Altra gran bella partita, ma zero punti e ancora tanti rimpianti per la Fortitudo Trani, torna da Foggia con una sconfitta per 84- 80 (parziali 2-19, 38-45, 58-65, 84-80) che complica nuovamente il cammino della squadra di Matteo Totaro e conferma la prevalente sensazione di quest'anno: un gruppo dalle enormi potenzialità, ma troppo spesso incapace di chiudere partite che ha in pugno.
È accaduto anche sul campo della Diamond, dove la squadra biancoazzurra, sospinta da Logoluso (28 punti), Triglione (22) e De Leon (18) era andata al riposo avanti sette punti e aveva tenuto botta azione su azione e canestro su canestro alla squadra di casa, trascinata da Kamelis (35 punti) e rimasta orfana di Vigilante, espulso nel secondo quarto. Ciononostante, nel finale Foggia operava un mini break di 7-0 e, con la maggiore precisione della lunetta, metteva la freccia sorpassa e porta a casa due punti pesantissimi.
Recrimina fortemente anche la Fratelli Lotti Juve Trani, battuta al PalaAssi dalla Cestistica Barletta per 68-78, con i parziali di 19-23, 38-39, 61-51, 68-78.

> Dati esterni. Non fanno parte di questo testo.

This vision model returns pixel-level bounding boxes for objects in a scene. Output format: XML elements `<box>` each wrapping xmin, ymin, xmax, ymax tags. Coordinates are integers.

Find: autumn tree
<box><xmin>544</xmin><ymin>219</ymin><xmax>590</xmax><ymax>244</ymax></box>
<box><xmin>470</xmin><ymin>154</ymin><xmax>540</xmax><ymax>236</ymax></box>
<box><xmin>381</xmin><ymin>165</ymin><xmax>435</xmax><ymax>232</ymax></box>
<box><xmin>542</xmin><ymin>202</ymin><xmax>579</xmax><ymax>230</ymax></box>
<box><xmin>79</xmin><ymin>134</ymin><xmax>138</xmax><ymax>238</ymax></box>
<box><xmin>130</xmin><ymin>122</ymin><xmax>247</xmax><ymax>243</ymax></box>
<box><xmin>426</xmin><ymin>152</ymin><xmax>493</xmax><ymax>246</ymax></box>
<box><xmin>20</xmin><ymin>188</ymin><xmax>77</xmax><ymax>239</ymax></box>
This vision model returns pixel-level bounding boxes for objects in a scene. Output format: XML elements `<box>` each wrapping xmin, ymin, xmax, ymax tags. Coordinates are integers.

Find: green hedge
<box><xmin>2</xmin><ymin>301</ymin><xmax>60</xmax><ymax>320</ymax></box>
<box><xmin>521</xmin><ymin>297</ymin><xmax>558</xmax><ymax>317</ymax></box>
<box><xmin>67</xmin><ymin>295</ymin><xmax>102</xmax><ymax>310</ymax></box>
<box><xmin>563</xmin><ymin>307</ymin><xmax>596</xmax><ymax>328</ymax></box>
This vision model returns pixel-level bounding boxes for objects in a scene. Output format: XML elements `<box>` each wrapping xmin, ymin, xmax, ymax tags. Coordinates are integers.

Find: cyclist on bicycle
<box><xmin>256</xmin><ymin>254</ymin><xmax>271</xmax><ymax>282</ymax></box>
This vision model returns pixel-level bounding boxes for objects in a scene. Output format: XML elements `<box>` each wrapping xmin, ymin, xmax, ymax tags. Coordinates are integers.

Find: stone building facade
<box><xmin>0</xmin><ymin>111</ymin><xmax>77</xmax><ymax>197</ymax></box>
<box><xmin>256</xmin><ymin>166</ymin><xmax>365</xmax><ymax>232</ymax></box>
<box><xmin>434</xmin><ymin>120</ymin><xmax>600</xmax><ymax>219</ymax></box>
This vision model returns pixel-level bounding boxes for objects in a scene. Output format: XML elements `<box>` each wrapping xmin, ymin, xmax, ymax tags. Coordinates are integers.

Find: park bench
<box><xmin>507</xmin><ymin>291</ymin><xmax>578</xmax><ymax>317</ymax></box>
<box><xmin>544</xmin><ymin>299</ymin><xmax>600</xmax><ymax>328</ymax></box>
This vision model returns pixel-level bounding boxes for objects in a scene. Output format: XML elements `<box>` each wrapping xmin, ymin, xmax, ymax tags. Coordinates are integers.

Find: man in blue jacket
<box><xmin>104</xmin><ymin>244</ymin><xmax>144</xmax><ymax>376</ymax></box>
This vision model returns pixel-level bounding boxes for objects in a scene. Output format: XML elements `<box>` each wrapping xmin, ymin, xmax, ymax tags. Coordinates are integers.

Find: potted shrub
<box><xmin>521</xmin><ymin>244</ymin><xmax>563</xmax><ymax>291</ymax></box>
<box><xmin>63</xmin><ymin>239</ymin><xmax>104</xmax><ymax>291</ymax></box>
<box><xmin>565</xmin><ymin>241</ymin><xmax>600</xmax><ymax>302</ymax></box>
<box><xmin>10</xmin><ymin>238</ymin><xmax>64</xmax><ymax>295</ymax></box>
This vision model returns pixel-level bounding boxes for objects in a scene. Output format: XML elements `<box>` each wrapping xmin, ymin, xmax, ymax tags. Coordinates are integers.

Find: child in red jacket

Dopo un primo tempo in assoluto equilibrio, la squadra allenata da Niki Ceci sfoderava un magistrale terzo quarto, chiudendolo con un vantaggio di dieci punti che pareva in grado di gestire. Invece, nell'ultima frazione, i padroni di casa vivevano l'ennesimo blackout e Barletta, con un parziale di 7-27, portava a casa la vittoria grazie ai 29 punti di Guddemi, i 20 di Okundaje e i 10 di Mirando e De Fazio. In casa Trani, doppia cifra per Nocera (22), Kamarunas (17), Passero (12) e Osman 11.